The direct applicability of Article 2 TEU seems to go a step beyond which, according to the case law, is unprecedented. Thus, if the CJEU accepts the Commission’s proposal, this would further develop the values of the Union to create concrete obligations directly imposed on Member States. However, it is said that a very concrete definition of the values could potentially uproot the federal balance by the Treaties to the detriment of national autonomy, identity and diversity. Article 2 TEU does not aim to establish an exhaustive and uniform definition of principles, but to observe European minimum standards and to detect “red lines”. For instance, in L.M. the CJEU stressed that both absolute rights and the essence of other fundamental rights constitute red lines protected by Article 2 TEU. Therefore, the Court should find an adequate balance to respect the Member States’ autonomy while establishing a minimum standard requirement to respect the values of the Union, which entails respect for fundamental rights. This phenomenon has been further developed in relation to the right to an effective judicial protection under Article 19 TEU and 47 CFR, thus it is possible to consider that the CJEU could apply this approach in the context of other fundamental rights under the CFR. 

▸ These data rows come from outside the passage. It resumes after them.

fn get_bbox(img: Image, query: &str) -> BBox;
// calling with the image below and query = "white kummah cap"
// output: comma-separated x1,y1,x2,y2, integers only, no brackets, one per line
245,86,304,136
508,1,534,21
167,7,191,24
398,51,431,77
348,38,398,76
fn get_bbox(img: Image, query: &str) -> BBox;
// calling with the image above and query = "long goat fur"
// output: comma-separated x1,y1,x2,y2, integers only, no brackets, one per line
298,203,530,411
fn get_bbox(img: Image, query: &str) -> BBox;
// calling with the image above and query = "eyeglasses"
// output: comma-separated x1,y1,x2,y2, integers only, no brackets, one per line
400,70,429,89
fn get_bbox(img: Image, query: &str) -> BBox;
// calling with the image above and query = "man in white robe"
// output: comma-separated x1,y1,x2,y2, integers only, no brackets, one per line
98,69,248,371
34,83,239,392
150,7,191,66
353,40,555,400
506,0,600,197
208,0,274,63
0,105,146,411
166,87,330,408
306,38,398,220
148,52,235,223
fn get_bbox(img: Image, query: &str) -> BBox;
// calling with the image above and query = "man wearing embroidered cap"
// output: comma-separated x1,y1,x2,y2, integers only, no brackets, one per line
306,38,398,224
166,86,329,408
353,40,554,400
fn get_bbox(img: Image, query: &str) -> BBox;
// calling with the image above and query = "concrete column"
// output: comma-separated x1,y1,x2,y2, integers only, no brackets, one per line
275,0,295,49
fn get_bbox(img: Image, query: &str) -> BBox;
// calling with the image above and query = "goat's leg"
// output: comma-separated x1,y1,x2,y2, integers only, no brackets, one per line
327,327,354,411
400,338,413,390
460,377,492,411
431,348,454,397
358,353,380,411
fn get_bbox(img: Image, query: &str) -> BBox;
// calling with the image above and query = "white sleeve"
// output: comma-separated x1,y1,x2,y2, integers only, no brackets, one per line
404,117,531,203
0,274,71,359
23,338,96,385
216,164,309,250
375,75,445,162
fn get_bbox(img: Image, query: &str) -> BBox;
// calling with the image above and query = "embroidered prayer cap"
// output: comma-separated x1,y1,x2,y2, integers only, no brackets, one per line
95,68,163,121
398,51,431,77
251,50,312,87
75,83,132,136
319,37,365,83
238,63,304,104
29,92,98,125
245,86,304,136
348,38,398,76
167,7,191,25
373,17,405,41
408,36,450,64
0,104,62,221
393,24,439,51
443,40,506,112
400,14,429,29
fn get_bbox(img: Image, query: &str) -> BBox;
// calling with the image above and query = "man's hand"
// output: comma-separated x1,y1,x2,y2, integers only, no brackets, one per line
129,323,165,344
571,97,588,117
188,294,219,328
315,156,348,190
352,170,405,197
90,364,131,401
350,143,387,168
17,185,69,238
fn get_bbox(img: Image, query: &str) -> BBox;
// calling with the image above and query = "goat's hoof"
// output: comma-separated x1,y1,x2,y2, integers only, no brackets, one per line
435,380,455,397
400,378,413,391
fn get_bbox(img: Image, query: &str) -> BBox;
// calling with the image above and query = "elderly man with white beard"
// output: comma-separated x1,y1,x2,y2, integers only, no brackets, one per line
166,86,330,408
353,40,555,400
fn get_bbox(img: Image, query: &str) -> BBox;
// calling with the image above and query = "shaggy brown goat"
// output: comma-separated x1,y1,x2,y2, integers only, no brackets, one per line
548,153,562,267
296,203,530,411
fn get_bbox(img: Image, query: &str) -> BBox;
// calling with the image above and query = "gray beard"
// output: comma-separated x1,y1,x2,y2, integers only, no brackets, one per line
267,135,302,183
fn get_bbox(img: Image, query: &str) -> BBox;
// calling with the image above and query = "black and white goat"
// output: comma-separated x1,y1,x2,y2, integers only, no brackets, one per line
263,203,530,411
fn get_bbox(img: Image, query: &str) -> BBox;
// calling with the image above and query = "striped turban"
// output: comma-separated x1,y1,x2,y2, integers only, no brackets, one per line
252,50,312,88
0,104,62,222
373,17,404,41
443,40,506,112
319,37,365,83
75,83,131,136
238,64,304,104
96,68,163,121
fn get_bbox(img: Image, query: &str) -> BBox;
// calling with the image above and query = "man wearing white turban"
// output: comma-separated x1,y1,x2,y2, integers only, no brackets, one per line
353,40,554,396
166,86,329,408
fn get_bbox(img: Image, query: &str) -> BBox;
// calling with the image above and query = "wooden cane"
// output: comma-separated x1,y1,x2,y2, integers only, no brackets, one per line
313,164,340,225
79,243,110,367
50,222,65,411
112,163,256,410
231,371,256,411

In this regard, efforts are being made to elaborate a concrete definition of the values allowing the direct applicability of Article 2 TEU. Nevertheless, as mentioned in A New Chapter in the European Rule of Law Saga?, the rejection of the self-standing approach could be deemed as a political decision of the CJEU with the purpose of avoiding conflicts of competence within the Union and the weakening of its legitimacy. This statement presents some food for thought. Indeed, if we observed how the literature reacted to the extent of the scope of the Article 19 TEU in the ASPJ case, allowing the justiciability of the article, by considering such judgement as a political and surprising move; I could imagine similar claims due to the further expansion of Article 2 TEU.


All in all, the expected judgement from Luxembourg could represent a big step for the protection of the Union’s values and fundamental rights within the Union. The clear statement of the Court in favour of the use of the infringement procedure to tackle these types of violations, the further definition of the values or a clear reasoning about the direct applicability of the Article 2 TEU are desirable and possible outcomes of the judgement. Although the Anti-LGBTI+ law seems to be governed by EU law, the consideration of Article 2 TEU as a standalone provision could simultaneously broaden the material scope of other EU law provisions of primary law or secondary law, which crystallize the EU values, such the CFR. For instance, in future case law, in those cases when the fundamental rights claimed fall outside the implementation of Union law. 

The active participation of Member States and Union institutions in this case evidences the existence of a general desire for a mechanism to finally tackle the crisis. The status of the Union as a guarantor of the rule of law is in the hands of the CJEU.